Comme le montre le graphique 16, les PME ont accès à plusieurs sources de capital de risque. En 2000, 2,4 % des PME ont formulé une demande de capital de risqueNote 17. L'étude de Statistique Canada demandait aux PME si elles avaient soumis des demandes de « capital de risque ou de subvention », ce qui explique le grand nombre de demandes figurant au graphique de la présente section sous la rubrique : gouvernement et sociétés d'État. Les PME qui ont demandé des capitaux de risque affirment s'être adressées aux banques et aux coopératives de crédit, ce qui fausse un peu les résultats puisque ces établissements ne font normalement pas d'investissements en capital de risque. Il s'agit probablement d'une conséquence de la méthodologie de l'étude. Ainsi, comme l'étude regroupait le capital de risque et la subvention gouvernementale, ces deux formes de financement ont été traitées de façon similaire à des fins de comptage. Les études ultérieures comprendront des questions distinctes sur les capitaux de risque et sur les subventions de l'État et tenteront de déterminer si les PME qui se sont adressées aux banques et aux coopératives de crédit ont effectivement obtenu des capitaux de risque ou si elles ont simplement obtenu des conseils sur la manière de lever des fonds. Il faut ajouter que les fournisseurs informels de capital de risque, comme la famille, les amis ou les anges investisseurs ont eu la préférence des PME cherchant un financement par capital de risque en 2000. Cependant, et afin de mettre les résultats en perspective, il est important de rappeler que seulement 2 % de toutes les PME ont cherché à obtenir du financement par actions en 2001.

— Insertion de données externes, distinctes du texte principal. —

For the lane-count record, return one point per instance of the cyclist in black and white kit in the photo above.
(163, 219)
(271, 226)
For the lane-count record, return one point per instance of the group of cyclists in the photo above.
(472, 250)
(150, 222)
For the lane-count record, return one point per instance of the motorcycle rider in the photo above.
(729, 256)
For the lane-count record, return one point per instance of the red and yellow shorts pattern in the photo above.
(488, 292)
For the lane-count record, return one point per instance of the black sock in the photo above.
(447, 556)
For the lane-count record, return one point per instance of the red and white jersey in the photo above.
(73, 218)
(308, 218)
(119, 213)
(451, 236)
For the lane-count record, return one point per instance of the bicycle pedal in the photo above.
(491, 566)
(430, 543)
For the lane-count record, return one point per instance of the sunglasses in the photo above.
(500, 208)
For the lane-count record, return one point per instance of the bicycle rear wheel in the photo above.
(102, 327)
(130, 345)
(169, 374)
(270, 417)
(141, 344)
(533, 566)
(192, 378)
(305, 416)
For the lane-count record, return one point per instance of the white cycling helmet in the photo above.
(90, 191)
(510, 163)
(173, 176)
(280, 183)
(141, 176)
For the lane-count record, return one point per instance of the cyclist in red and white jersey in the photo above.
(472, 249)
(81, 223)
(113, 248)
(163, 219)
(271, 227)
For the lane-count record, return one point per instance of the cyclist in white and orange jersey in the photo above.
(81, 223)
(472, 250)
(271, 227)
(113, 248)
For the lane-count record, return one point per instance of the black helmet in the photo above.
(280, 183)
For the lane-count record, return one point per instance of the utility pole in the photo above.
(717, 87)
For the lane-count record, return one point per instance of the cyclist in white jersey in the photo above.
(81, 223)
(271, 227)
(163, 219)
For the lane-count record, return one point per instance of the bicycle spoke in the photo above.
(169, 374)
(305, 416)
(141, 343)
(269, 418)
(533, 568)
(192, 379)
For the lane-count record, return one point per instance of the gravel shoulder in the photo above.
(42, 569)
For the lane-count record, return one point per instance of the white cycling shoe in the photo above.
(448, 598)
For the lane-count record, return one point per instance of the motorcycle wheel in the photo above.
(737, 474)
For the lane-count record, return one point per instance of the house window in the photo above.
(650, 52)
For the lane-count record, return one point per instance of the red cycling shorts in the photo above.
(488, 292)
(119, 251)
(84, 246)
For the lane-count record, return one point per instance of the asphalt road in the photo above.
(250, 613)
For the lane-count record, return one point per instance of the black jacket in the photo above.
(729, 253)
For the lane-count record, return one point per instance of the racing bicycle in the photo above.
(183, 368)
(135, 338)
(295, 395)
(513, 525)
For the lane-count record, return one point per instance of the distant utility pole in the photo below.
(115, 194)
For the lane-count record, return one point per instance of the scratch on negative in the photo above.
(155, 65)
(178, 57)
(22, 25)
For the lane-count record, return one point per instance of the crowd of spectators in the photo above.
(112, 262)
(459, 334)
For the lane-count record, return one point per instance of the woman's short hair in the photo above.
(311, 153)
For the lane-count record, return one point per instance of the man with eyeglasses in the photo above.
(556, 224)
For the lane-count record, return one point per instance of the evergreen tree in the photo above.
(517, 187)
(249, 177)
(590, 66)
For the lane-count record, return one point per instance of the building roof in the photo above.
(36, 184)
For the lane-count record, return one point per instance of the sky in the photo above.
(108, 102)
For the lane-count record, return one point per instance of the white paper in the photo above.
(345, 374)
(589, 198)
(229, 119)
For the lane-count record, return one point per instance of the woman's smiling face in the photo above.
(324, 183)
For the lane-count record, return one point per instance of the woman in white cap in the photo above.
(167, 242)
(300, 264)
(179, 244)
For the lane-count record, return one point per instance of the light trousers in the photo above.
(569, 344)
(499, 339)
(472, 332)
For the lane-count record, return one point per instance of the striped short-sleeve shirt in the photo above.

Graphique 16 – Sources de capital de risque auxquelles se sont adressées les PME en 2000
N.B. : Le graphique indique à qui les 2,4 % de PME qui ont demandé du capital de risque en 2000 se sont adressées. Comme des réponses multiples étaient possibles, la somme des résultats n'est pas
égale à 100.
17. Statistique Canada, Enquête sur le financement des petites et moyennes entreprises, 2000.